The protestors chant a bitter sweet call and response Israel: Terrorist, George Bush: Terrorist, Gordon Brown: Terrorist. It is like the sweetest music to my ears and because it is nearly Carnival I am tempted to start put my hands in the air and put down and shake my defiant boomsie in the face of those who are silent on Israel's genocidal mission. I imagine the people of Gaza must feel reassured that so many thousands of people around the world have taken to their streets demanding an end to the madness. I also imagine they are too busy trying to survive to give a damn about us standing out there being captured on film by the police photographers.
There is a smell of fuel in the air and before I know it five or six Asian youths have set fire to a replica of the Israeli flag. There is so much anger in their eyes I have to look away. I can't imagine what it must be like to live a life punctuated by war. But standing in Trafalgar Square I am struck by the silence of all those thousands of people, listening to the various speakers, sharing food, leaning on placards, shivering in the cold. It's not often these days that I feel proud to be a human. Less often than feeling like I belong. It is a constant sort of confusion for me that humans can just be so downright mean to each other. When people come together to lend their voices to bring an end to the suffering of others, surely this is a much more powerful thing than sitting at home watching it all unfold on the television, mumbling your complaints into your living room.
I imagine that these mass outpourings of love and rage only ever happen when humanity comes under such threat that those of us who still hold on to some, have to find ways to manifest it. Annie Lennox calls down shame and damnation on the Israeli government as Somali men perform ablutions before their prayers, right there on the Strand, in the shadow of Lord Nelson's column. It is too cold to do anything but stand there, shifting weight from one leg to another. Feeling angry that all I can do is stand there, in the cold, holding a placard. It is too cold to talk but just being there is warmth enough. Not just because demonstrations are to activists what ecstasy pills are to ravers. And as I reflect on the niceness of the feeling of being part of something, I remember the bitter taste in the back of my throat when so-called leaders accused people like me of being an outsider for taking an interest in what was going on in Chatham with plans to build an Alcoa aluminum smelter.
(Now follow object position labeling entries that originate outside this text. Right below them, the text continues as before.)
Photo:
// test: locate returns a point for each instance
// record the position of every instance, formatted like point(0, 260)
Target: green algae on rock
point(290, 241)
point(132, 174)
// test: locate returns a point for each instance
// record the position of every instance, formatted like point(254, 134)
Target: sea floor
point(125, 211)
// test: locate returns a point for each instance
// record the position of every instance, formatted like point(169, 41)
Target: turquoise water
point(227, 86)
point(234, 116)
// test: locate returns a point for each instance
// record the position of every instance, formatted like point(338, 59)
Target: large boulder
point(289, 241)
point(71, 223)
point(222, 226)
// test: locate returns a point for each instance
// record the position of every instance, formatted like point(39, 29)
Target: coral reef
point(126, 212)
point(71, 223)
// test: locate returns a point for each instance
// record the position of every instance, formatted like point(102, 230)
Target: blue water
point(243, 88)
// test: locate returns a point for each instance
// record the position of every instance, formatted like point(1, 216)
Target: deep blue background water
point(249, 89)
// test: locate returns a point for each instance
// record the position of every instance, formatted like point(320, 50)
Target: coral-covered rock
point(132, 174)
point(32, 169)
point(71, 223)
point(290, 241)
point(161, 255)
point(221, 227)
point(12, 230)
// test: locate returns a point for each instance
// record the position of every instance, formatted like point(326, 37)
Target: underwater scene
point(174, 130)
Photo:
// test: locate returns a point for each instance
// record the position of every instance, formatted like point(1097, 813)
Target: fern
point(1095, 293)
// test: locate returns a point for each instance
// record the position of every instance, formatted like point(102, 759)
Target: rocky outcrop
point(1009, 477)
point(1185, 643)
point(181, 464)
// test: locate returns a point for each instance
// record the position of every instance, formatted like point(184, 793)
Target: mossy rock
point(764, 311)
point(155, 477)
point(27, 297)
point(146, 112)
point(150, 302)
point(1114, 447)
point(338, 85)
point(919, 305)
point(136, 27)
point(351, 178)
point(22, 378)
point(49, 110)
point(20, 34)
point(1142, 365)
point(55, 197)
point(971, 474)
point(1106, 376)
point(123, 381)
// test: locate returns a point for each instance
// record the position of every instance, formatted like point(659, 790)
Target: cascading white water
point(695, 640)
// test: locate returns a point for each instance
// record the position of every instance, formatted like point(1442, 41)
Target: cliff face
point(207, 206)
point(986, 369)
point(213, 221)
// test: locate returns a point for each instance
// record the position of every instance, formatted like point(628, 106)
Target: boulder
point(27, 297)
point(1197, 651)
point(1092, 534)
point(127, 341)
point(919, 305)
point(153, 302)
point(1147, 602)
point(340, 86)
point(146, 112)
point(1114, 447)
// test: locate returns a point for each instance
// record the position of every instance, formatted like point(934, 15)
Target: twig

How Trinidad is a place where we have become as obsessed as our so-called leaders with carefully demarcated territories that must be controlled by the various competing patriarchies. About how difficult it is for us to express solidarity with each other, far less to care about what's going on outside of our immediate community. I suppose this is the case everywhere. Apathy thrives. Later I meet up with a bredrin from Iceland who tells me amazing stories about a whole country coming to the brink of collapse and how this has completely galvanized even the most complacent of the middle class to take to the streets, to take over town halls and cinemas to meet and confront their leaders who dare not treat them with the kind of contempt that is readily available for us here.
Too fantastic to imagine that this will ever happen in sweet and sour T. Too ridiculous to imagine that Trinidadians will ever care about anything enough to take to the streets in their thousands. Apathy thrives, unless perhaps your wallet or your life is affected. The world is a war zone whether blood is being shed or not. And those who want peace or security cannot resist the urge to try and fight for it.